After Biden and Xi spoke for more than three hours, and with the White House hit politically by the highest inflation in decades, no policy change was announced.

By taking office after the violent January 6 uprising in the US Capitol, Biden has framed his presidency as an opportunity for the US to show that democracies can outperform authoritarian regimes like China in The 21st century.

On issues such as human rights, Taiwan or the coronavirus, the interactions between the two most powerful nations in the world have become so acute that Biden presented the meeting as an attempt to ensure that the competition "does not drift into conflict."

Yet he still faces Republican allegations of weakness in China policy, a staple of Trump's 2020 campaign. Although Haass called those attacks "absurd," lifting the tariffs unilaterally would only encourage Republicans. to amplify them.

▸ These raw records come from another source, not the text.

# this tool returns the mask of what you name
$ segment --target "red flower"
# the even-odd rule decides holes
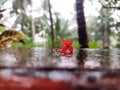
[[[73,55],[73,47],[72,47],[72,40],[66,41],[66,40],[61,40],[62,44],[62,55],[63,56],[72,56]]]

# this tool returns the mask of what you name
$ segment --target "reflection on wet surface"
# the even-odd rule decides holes
[[[57,54],[56,54],[57,53]],[[0,49],[0,90],[119,90],[119,49]]]
[[[120,67],[119,49],[80,49],[74,50],[71,57],[61,56],[60,52],[43,48],[0,49],[1,66],[31,67]]]

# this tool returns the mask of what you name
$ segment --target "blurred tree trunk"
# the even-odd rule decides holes
[[[81,48],[88,48],[88,36],[86,31],[86,22],[84,17],[84,0],[76,0],[76,13],[78,24],[78,41]],[[77,54],[78,64],[84,64],[84,60],[87,57],[87,52],[84,49],[79,49]]]
[[[51,23],[52,48],[54,48],[54,28],[53,28],[53,18],[52,18],[52,11],[51,11],[50,0],[48,0],[48,7],[49,7],[49,16],[50,16],[50,23]]]
[[[34,18],[33,18],[33,5],[31,0],[31,32],[32,32],[32,41],[35,41],[35,24],[34,24]]]
[[[86,31],[83,2],[84,0],[76,0],[78,41],[79,44],[81,45],[81,48],[88,48],[88,36]]]

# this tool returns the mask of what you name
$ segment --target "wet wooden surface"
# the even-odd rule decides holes
[[[120,69],[1,67],[0,90],[119,90]]]

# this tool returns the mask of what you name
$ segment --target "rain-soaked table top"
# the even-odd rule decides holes
[[[119,49],[0,49],[0,90],[119,90]]]

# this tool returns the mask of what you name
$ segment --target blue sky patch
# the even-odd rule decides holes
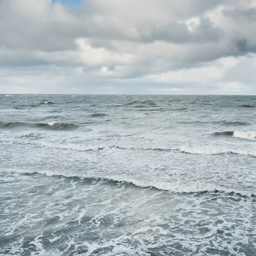
[[[60,2],[71,8],[76,8],[81,3],[81,0],[52,0],[52,3]]]

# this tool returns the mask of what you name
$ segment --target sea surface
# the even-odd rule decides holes
[[[256,255],[256,96],[0,95],[0,255]]]

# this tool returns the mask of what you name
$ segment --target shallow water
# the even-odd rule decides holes
[[[0,255],[255,255],[256,97],[0,95]]]

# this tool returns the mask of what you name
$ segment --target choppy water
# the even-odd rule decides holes
[[[256,110],[0,95],[0,255],[256,255]]]

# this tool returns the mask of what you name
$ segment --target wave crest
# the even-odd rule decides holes
[[[256,139],[256,131],[219,131],[213,134],[215,136],[233,136],[234,137],[247,140]]]
[[[80,126],[73,123],[62,123],[58,122],[49,122],[48,123],[33,123],[21,122],[3,122],[0,121],[0,128],[11,128],[21,126],[30,127],[49,128],[56,130],[76,129]]]
[[[117,182],[126,182],[132,183],[135,186],[142,187],[154,187],[161,190],[170,191],[174,193],[195,193],[201,192],[219,192],[227,193],[235,193],[243,196],[251,196],[256,195],[256,192],[237,189],[235,188],[228,188],[211,183],[204,183],[200,181],[189,181],[182,183],[172,180],[145,180],[131,178],[125,176],[103,175],[87,176],[81,174],[78,176],[77,173],[75,175],[71,174],[66,175],[61,172],[55,172],[49,170],[31,171],[12,169],[0,169],[0,171],[9,172],[15,172],[21,174],[38,173],[48,176],[62,176],[67,177],[78,177],[81,179],[103,179]]]
[[[189,154],[236,154],[243,155],[256,157],[256,151],[243,149],[229,148],[224,147],[202,147],[183,145],[180,148],[181,152]]]
[[[53,102],[50,101],[43,101],[43,102],[38,102],[38,104],[40,105],[44,105],[44,104],[48,104],[48,105],[52,105],[52,104],[55,104],[55,102]]]

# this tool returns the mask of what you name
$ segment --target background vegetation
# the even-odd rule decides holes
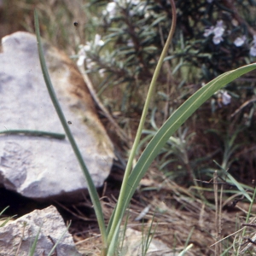
[[[204,84],[255,61],[255,1],[185,0],[176,1],[176,5],[175,38],[158,80],[141,149],[169,115]],[[1,37],[17,30],[33,32],[34,7],[42,35],[79,64],[84,63],[98,96],[127,135],[125,139],[116,137],[111,124],[102,119],[125,160],[171,26],[169,2],[3,1]],[[164,195],[174,195],[172,202],[176,202],[177,209],[191,207],[174,199],[181,188],[189,189],[194,177],[209,181],[219,169],[213,160],[244,184],[252,185],[255,180],[254,76],[251,73],[218,91],[159,154],[148,178],[157,177],[160,186],[172,187],[172,192],[166,189]],[[155,183],[151,185],[150,191],[159,189]],[[205,191],[212,189],[205,183],[200,185]],[[146,188],[149,189],[142,185]],[[208,201],[212,201],[213,195],[206,193]],[[224,196],[229,198],[230,193]],[[189,195],[194,196],[194,192]],[[200,213],[193,212],[196,218]]]

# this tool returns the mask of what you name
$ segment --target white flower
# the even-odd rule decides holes
[[[222,102],[224,105],[228,105],[231,102],[231,96],[226,91],[224,91],[222,94]]]
[[[137,5],[140,3],[140,0],[131,0],[130,1],[131,3],[132,3],[133,5]]]
[[[223,41],[223,34],[224,32],[224,28],[223,26],[223,20],[218,20],[215,26],[211,26],[210,28],[206,28],[204,32],[204,37],[208,37],[211,34],[214,34],[212,38],[212,42],[214,44],[218,44],[221,41]]]
[[[80,46],[81,47],[81,46]],[[79,51],[79,60],[77,61],[77,65],[79,67],[81,67],[84,65],[84,60],[86,58],[86,53],[84,50],[84,46],[82,46],[82,48],[80,49],[80,50]]]
[[[253,46],[250,48],[250,55],[256,57],[256,35],[253,36],[252,44]]]
[[[95,35],[94,45],[95,46],[102,46],[102,45],[104,45],[104,41],[102,40],[102,36],[100,36],[99,34]]]
[[[250,48],[250,55],[256,57],[256,46],[252,46]]]
[[[238,37],[236,38],[236,39],[234,41],[234,44],[236,46],[236,47],[240,47],[241,46],[245,41],[246,41],[247,38],[246,36],[242,36],[241,38]]]
[[[110,19],[114,17],[116,14],[116,5],[117,5],[116,3],[114,2],[110,2],[107,4],[106,10]],[[102,13],[104,14],[106,12],[103,11]]]
[[[132,42],[131,39],[129,39],[129,40],[127,41],[127,46],[128,46],[128,47],[134,47],[134,44],[133,44],[133,42]]]

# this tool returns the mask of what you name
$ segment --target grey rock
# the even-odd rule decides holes
[[[34,256],[48,255],[59,240],[54,251],[56,255],[81,255],[75,248],[61,216],[55,207],[50,206],[44,210],[35,210],[0,228],[0,256],[29,255],[38,234]]]
[[[0,131],[64,133],[38,61],[36,37],[15,32],[2,39]],[[108,176],[113,144],[83,78],[62,52],[44,41],[49,76],[69,127],[96,187]],[[38,201],[81,198],[87,184],[67,138],[0,135],[0,186]]]

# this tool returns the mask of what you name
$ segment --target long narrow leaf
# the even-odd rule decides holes
[[[101,202],[100,202],[100,199],[97,194],[97,191],[96,189],[96,187],[94,185],[94,183],[92,181],[92,178],[90,175],[90,172],[84,164],[83,156],[79,151],[79,148],[70,131],[70,129],[68,127],[68,125],[66,121],[65,116],[62,113],[61,108],[60,106],[60,103],[57,100],[57,97],[55,96],[53,85],[51,84],[51,80],[49,78],[49,75],[48,73],[48,69],[46,67],[46,63],[45,63],[45,60],[44,60],[44,53],[43,53],[43,46],[42,46],[42,43],[41,43],[41,38],[40,38],[40,32],[39,32],[39,23],[38,23],[38,14],[37,11],[35,9],[35,13],[34,13],[34,19],[35,19],[35,27],[36,27],[36,33],[37,33],[37,38],[38,38],[38,54],[39,54],[39,59],[40,59],[40,63],[41,63],[41,67],[42,67],[42,72],[44,74],[44,79],[45,81],[45,84],[47,85],[47,89],[49,91],[49,94],[50,96],[51,101],[55,108],[55,110],[57,112],[57,114],[60,118],[60,120],[62,124],[62,126],[65,130],[65,132],[67,134],[67,137],[68,137],[68,140],[70,142],[70,144],[72,145],[72,148],[74,151],[74,154],[79,162],[79,165],[82,168],[82,171],[84,174],[84,177],[86,178],[87,181],[87,184],[88,184],[88,190],[90,193],[90,199],[93,202],[93,206],[94,206],[94,209],[96,212],[96,215],[97,218],[97,221],[98,221],[98,224],[99,224],[99,228],[101,230],[101,234],[102,234],[102,242],[103,242],[103,250],[104,248],[106,248],[107,247],[107,233],[106,233],[106,227],[105,227],[105,224],[104,224],[104,217],[103,217],[103,212],[102,212],[102,206],[101,206]]]
[[[125,198],[122,201],[123,211],[119,218],[123,217],[139,182],[170,137],[218,90],[253,69],[256,69],[256,64],[254,63],[218,76],[196,91],[172,114],[149,142],[130,175],[126,186]]]

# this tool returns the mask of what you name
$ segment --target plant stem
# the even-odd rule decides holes
[[[117,207],[116,207],[116,211],[115,211],[115,213],[114,213],[113,223],[111,224],[111,229],[110,229],[109,234],[108,236],[108,246],[109,246],[109,244],[110,244],[110,242],[111,242],[111,241],[113,237],[115,230],[117,228],[119,228],[118,224],[119,223],[119,220],[123,217],[122,214],[121,214],[121,212],[123,212],[123,204],[122,204],[122,202],[124,201],[124,198],[125,197],[126,188],[127,188],[127,181],[128,181],[128,178],[129,178],[129,176],[130,176],[130,173],[131,173],[131,166],[132,166],[132,161],[133,161],[133,159],[134,159],[135,154],[137,153],[137,145],[138,145],[140,138],[141,138],[141,135],[142,135],[143,129],[143,126],[144,126],[144,123],[145,123],[145,120],[146,120],[146,116],[147,116],[147,113],[148,113],[148,111],[150,100],[152,98],[152,96],[153,96],[153,93],[154,91],[154,88],[155,88],[155,85],[156,85],[156,80],[157,80],[157,78],[159,76],[160,68],[161,68],[163,61],[164,61],[164,58],[165,58],[165,56],[167,53],[169,45],[171,44],[171,41],[172,39],[172,37],[173,37],[173,34],[174,34],[174,32],[175,32],[176,19],[177,19],[176,7],[175,7],[174,1],[173,0],[170,0],[170,1],[171,1],[172,9],[172,27],[171,27],[167,40],[166,42],[165,47],[164,47],[163,51],[160,55],[159,61],[157,63],[155,71],[154,73],[154,75],[153,75],[153,78],[152,78],[152,80],[151,80],[151,83],[150,83],[150,85],[149,85],[149,89],[148,89],[148,96],[147,96],[147,98],[146,98],[143,112],[143,114],[142,114],[142,118],[140,119],[140,124],[139,124],[139,126],[138,126],[138,129],[137,129],[137,135],[136,135],[136,137],[135,137],[135,140],[134,140],[133,146],[132,146],[131,150],[131,154],[129,155],[128,163],[127,163],[127,166],[126,166],[126,169],[125,169],[125,176],[124,176],[124,179],[123,179],[123,183],[122,183],[122,187],[121,187],[121,189],[120,189],[120,194],[119,194],[119,197]]]

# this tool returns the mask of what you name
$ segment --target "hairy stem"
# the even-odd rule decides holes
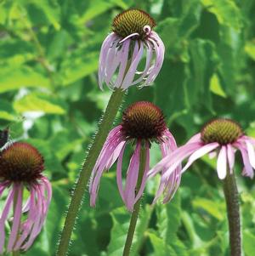
[[[146,148],[145,146],[142,146],[141,151],[140,151],[140,164],[139,164],[139,179],[137,182],[137,186],[136,186],[136,191],[139,191],[142,179],[143,179],[143,175],[144,172],[144,168],[145,168],[145,162],[146,162]],[[129,224],[129,228],[128,231],[128,236],[125,242],[125,247],[124,247],[124,251],[123,251],[123,256],[128,256],[130,253],[130,249],[132,246],[132,241],[133,238],[133,234],[139,217],[139,213],[140,209],[140,204],[141,204],[141,200],[142,197],[140,197],[136,204],[133,207],[133,211],[132,213],[131,219],[130,219],[130,224]]]
[[[235,174],[230,174],[228,172],[227,177],[223,181],[223,185],[229,219],[230,255],[241,256],[241,241],[239,195]]]
[[[71,199],[65,222],[60,240],[60,245],[57,252],[58,256],[65,256],[67,253],[75,220],[78,214],[91,172],[95,165],[96,160],[101,151],[109,131],[112,127],[124,94],[125,92],[123,92],[121,88],[116,89],[111,94],[102,122],[99,125],[98,133],[95,135],[94,140],[92,143],[86,160],[82,165]]]

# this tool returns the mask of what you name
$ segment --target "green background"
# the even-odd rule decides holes
[[[255,136],[254,0],[0,1],[0,128],[8,125],[11,139],[40,150],[54,188],[43,231],[26,255],[54,254],[72,186],[110,95],[97,84],[100,46],[114,16],[130,7],[155,18],[166,54],[155,83],[131,88],[122,108],[156,103],[178,145],[212,117],[233,118]],[[152,167],[157,145],[151,154]],[[243,247],[253,256],[254,181],[240,175],[241,163],[238,156]],[[121,255],[130,214],[115,171],[104,174],[95,208],[85,195],[69,255]],[[197,161],[174,199],[151,207],[157,178],[147,185],[131,255],[228,255],[215,161]]]

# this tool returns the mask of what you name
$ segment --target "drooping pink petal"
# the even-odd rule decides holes
[[[227,150],[225,145],[222,146],[218,156],[217,173],[220,179],[225,179],[227,175]]]
[[[174,169],[185,159],[188,156],[191,155],[194,151],[201,148],[202,145],[201,142],[195,142],[186,144],[177,150],[172,154],[169,154],[162,160],[161,160],[148,173],[149,177],[155,176],[162,169],[167,168],[167,171],[163,174],[163,179],[167,179],[167,177],[174,171]]]
[[[251,179],[252,179],[254,176],[254,172],[250,163],[248,152],[246,151],[246,147],[240,142],[235,143],[234,145],[241,151],[241,154],[244,164],[244,169],[242,174],[244,176],[249,176]]]
[[[206,144],[201,148],[196,151],[189,158],[188,162],[184,166],[184,168],[182,170],[182,173],[186,171],[188,168],[198,158],[201,158],[204,155],[211,152],[212,151],[215,150],[217,147],[218,147],[219,145],[218,142],[212,142],[209,144]]]
[[[122,87],[126,89],[128,88],[130,84],[132,83],[133,77],[136,73],[137,67],[143,57],[143,52],[144,52],[144,44],[140,43],[139,45],[139,50],[138,54],[136,54],[133,61],[131,62],[130,67],[128,71],[127,71],[127,74],[125,76],[125,78],[123,80],[123,82],[122,84]]]
[[[127,143],[124,144],[119,157],[117,161],[117,168],[116,168],[116,182],[117,182],[117,186],[119,189],[119,192],[122,196],[122,200],[124,201],[124,190],[123,190],[123,185],[122,185],[122,160],[123,160],[123,154],[124,151],[126,148]]]
[[[124,190],[124,200],[127,208],[133,210],[135,200],[135,191],[139,172],[139,155],[141,143],[137,142],[134,152],[131,157],[126,179],[126,185]]]
[[[123,43],[122,50],[120,53],[118,53],[119,54],[121,54],[121,65],[117,78],[115,82],[115,87],[116,88],[121,88],[122,83],[124,80],[124,75],[127,70],[127,65],[128,60],[130,40],[131,39],[128,39]]]
[[[230,173],[232,174],[235,163],[235,151],[232,145],[230,144],[227,145],[227,156],[230,167]]]
[[[105,170],[106,167],[110,167],[111,164],[113,164],[113,160],[116,160],[116,153],[120,153],[121,151],[120,148],[118,148],[119,145],[122,145],[123,146],[123,139],[120,134],[120,127],[121,126],[118,126],[117,128],[114,128],[109,134],[96,164],[92,171],[89,184],[91,206],[95,205],[99,186],[99,180],[103,172]]]
[[[14,193],[16,196],[15,201],[16,204],[14,206],[15,211],[14,212],[14,219],[12,224],[11,233],[9,236],[7,251],[9,253],[13,251],[14,242],[16,242],[19,236],[19,229],[21,220],[22,213],[22,195],[23,195],[23,185],[14,184]]]
[[[28,211],[28,217],[27,219],[21,225],[20,236],[17,240],[14,250],[20,250],[24,242],[28,238],[37,214],[36,206],[36,191],[33,186],[31,187],[30,191],[30,202],[31,203]]]
[[[2,215],[0,218],[0,254],[3,253],[3,246],[4,246],[4,241],[5,241],[5,229],[4,229],[4,225],[5,221],[8,219],[8,213],[10,211],[13,201],[14,201],[14,189],[12,188],[11,191],[9,191],[5,206],[3,209]]]
[[[253,168],[255,168],[255,152],[252,145],[249,140],[246,140],[246,145],[248,152],[249,161]]]
[[[143,179],[142,179],[142,182],[141,182],[139,191],[138,191],[137,195],[135,196],[134,203],[136,203],[138,202],[138,200],[141,197],[141,196],[144,193],[145,185],[146,185],[146,181],[147,181],[147,173],[150,170],[150,146],[149,146],[148,143],[146,143],[145,148],[146,148],[145,168],[144,168],[144,175],[143,175]]]

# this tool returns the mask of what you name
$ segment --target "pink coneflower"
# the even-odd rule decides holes
[[[255,139],[246,136],[235,122],[218,118],[207,122],[201,133],[193,136],[184,145],[174,151],[172,154],[159,162],[148,174],[152,177],[161,170],[164,170],[162,176],[158,195],[163,191],[163,184],[180,162],[190,156],[182,173],[198,158],[210,153],[211,156],[218,156],[217,173],[220,179],[225,179],[227,169],[233,174],[235,153],[239,150],[241,153],[244,168],[242,174],[253,178],[255,168]]]
[[[90,182],[90,204],[95,205],[99,180],[104,171],[110,169],[117,160],[116,182],[121,196],[128,209],[132,211],[133,205],[142,196],[146,175],[150,169],[150,144],[160,145],[162,156],[167,156],[174,149],[176,143],[167,129],[162,111],[154,104],[140,101],[131,105],[123,113],[122,122],[113,128],[106,139],[101,153],[94,168]],[[132,143],[135,145],[127,172],[126,185],[122,185],[122,159],[126,145]],[[139,171],[139,157],[142,147],[145,147],[145,169],[139,191],[136,191]],[[173,196],[180,182],[180,167],[177,167],[164,184],[166,191],[164,202],[169,201]]]
[[[5,244],[6,252],[27,250],[40,233],[52,196],[43,169],[42,156],[27,143],[11,144],[0,152],[0,198],[7,195],[0,217],[0,254]]]
[[[110,88],[128,88],[131,85],[150,85],[159,73],[165,47],[152,29],[155,20],[139,9],[128,9],[116,16],[111,32],[104,41],[99,69],[99,84],[105,82]],[[142,71],[139,65],[146,55]]]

Trump placed tariffs at the center of his "America First" political message, which capitalized on grievances from blue-collar workers who blame the expansion of global trade for destroying and lowering American manufacturing jobs. of life.

The American Action Forum, which promotes the views of market-oriented Republicans, estimates that Trump's tariffs and corresponding retaliation from trading partners currently affect more than $ 400 billion in imports and exports.

And the tariffs did not achieve Trump's goal of reviving American manufacturing.

In 2019, before the pandemic put the economy in check, the Federal Reserve (Fed) said that the manufacturing sector had indeed entered a recession.

But Biden has only lowered tariffs on European steel and aluminum so far.

The most important levies for China on imported consumer goods and intermediate goods that companies use to make finished products remain in force.

Trade experts credit Trump with taking a tougher line after years in which China had flouted global standards by stealing intellectual property, subsidizing domestic industries and restricting imports to the detriment of both American companies and workers. .

He succeeded in pushing Beijing to loosen restrictions on US agricultural imports and the activities of US financial companies in China.

However, the modest effect of Trump's policy on Chinese exporters failed to drive the fundamental economic reforms he sought.

"It really hasn't done much to the Chinese," said Scott Lincicome, an analyst at the libertarian Cato Institute.

"In general, these tariffs are falling almost 100% on American consumers," added Jennifer Hillman, a former Commerce official under President Bill Clinton who now teaches law at Georgetown University.

"The only question for Biden is: 'Can you get anything done by removing these tariffs?'"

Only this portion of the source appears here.